All before mentioned reviews state, similar to this review, that the included studies had heterogeneous interventions, with small sample sizes, different outcome measures, and intervention protocols and therefore do not lead to conclusive evidence.

The strength of this review is its focus on interventions to target fatigue in patients with PRCs. However, meta-analysis was not possible with the data reported by the studies found that met the inclusion criteria. The limited number of included studies are small, diverse, and inconclusive. Furthermore, there was wide variation in intervention procedures, study designs and outcome-measuring instruments among the individual studies and because of the limited number of studies available for synthesis, stratified analysis was not possible.
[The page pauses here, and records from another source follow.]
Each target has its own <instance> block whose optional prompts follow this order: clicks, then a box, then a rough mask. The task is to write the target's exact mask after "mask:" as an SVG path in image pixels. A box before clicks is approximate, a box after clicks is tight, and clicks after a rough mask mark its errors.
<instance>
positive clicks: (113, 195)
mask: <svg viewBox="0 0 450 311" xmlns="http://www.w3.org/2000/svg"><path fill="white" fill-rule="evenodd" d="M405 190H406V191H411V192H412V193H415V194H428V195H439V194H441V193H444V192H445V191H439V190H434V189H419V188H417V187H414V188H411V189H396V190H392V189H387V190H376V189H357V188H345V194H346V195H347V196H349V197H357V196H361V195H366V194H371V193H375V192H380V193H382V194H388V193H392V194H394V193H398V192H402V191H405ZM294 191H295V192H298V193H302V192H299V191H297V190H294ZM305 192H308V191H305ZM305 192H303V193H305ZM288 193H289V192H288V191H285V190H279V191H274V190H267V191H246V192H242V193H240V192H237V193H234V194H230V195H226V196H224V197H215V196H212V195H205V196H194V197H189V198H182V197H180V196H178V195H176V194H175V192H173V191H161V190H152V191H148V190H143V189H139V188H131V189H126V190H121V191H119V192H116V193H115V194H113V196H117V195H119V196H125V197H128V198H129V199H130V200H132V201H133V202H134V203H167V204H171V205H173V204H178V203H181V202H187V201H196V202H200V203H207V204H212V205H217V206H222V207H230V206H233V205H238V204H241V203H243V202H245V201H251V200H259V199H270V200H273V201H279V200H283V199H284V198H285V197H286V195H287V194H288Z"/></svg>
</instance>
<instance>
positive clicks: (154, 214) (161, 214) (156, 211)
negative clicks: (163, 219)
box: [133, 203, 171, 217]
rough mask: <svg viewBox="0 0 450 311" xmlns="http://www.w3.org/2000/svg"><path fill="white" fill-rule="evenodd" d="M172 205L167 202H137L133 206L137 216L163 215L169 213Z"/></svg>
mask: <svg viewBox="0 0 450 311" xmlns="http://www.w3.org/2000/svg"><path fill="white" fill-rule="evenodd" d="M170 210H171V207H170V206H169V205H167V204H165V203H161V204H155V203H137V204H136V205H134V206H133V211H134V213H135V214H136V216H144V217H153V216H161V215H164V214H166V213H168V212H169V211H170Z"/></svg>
Therefore, it is not possible to give recommendations for the implementation of effective interventions in daily practice in children with PRCs.

Fatigue is probably not only a biological (side-)effect of PRCs and its treatment but also the complex result of the physical and psychosocial challenges of growing up with a chronic disease [13, 14, 45]. Therefore, the answer might have to be sought in a multidimensional cause and a dynamic interplay between mind and body. The demonstrated interventions all focused on different (single) possible causes of fatigue in children and adolescents with different types of PRCs. The conceptual model on fatigue in JIA presented by Armbrust et al. [6], see Additional file 1: Appendix VII, illustrates that fatigue seems multifactorial and should therefore be approached and treated as such. The model illustrates a theoretical interplay of ‘disease-related’, ‘personal’ factors and ‘environmental’, ‘generic’ factors that could contribute to the origin and maintenance of fatigue in PRCs. We, therefore, suggest that interventions should focus on both the physical and psychosocial aspects of fatigue, as, for example, in CBT [46]. CBT has been proven to reduce fatigue in adolescents with chronic fatigue syndrome (CFS), and in fatigued adults with various chronic diseases including RA [43, 44, 46,47,48]. Other promising interventions include education, exercise, healing touch, or relaxation [37, 49,50,51,52]. Physical activity may be effective in reducing fatigue by decreasing inflammation, increasing muscle strength or mass, and improving functional capacity and mental health [53, 54].

In conclusion, there is an urgent need for more intervention studies that primary aim at the treatment of fatigue in children and adolescents with PRCs. Identification of possible underlying biological and psychosocial mechanisms as possible treatment targets to reduce complaints of fatigue in children and adolescents with PRCs is warranted. Future studies should investigate interventions applying a multifactorial approach of fatigue, and therefore be aimed at the physical and psychosocial dimensions to fatigue, combined with an assessment to determine fatigue in relation to physical, environmental, and personal outcome parameters [6, 10, 15].